If knee or ankle joints are involved, traction should not be applied. In such cases further injury occur as well as the increase in pain. Lower tibia fractures also do not need traction splinting as there is no large muscle mass nearby to spasm, only tendon. Similarly, where the femur fracture does not appear to have completely parted the bone and the leg still looks relatively normal, traction does not need to be applied. If the bone is already its normal length there is no advantage in pulling on it. This is the same principle as when managing a pelvic fracture with intact ring.

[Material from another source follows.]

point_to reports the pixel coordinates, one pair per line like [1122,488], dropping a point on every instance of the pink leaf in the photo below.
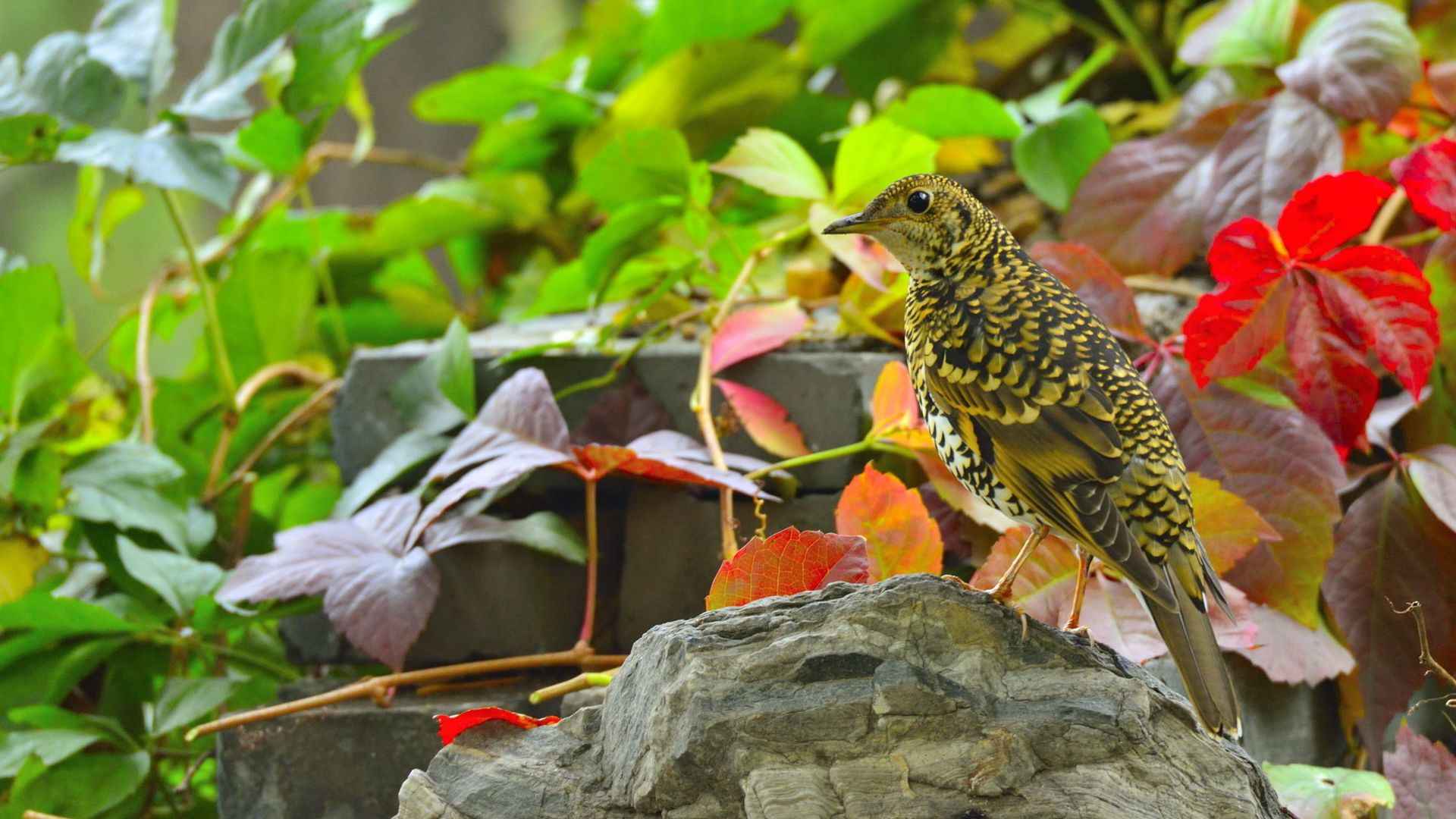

The question then is, what if there is a pelvic and femur fracture together? Firstly, the pelvic fracture is the one that can be life threatening. If one injury must be given priority, it must be the pelvis. But it is more likely that both can be managed together.

The first rule to know is that traction correctly applied to a femur fracture will not pull or push on or interfere with the pelvic fracture above it. The worst that might be possible is that the ischial ring might press into the injured part. This ischial ring can also cause the legs and hence the symphysis pubis to be kept slightly apart. This is not desirable but tolerable if the benefit of traction is needed.

If a traction splint is applied, it may be easier to fit it first, then apply the pelvic splint over the top of it. This will work better with a SAM splint. The pelvic sheet wrap that covers a larger area may compress the traction splint as well making it difficult to use both at once. It is also critical to remember that when applying the traction splint first, the lesser injury is being managed first. This is reverse to normal thinking and only being done this time for practical reasons. As such both splints should be fitted in quick time making regular practice in their use vitally important.

Finally, once applied, neither should be taken off again before hospital. Increased pain and bleeding and worsening of injury can result so removal of such splints must be slowly done and carefully supervised.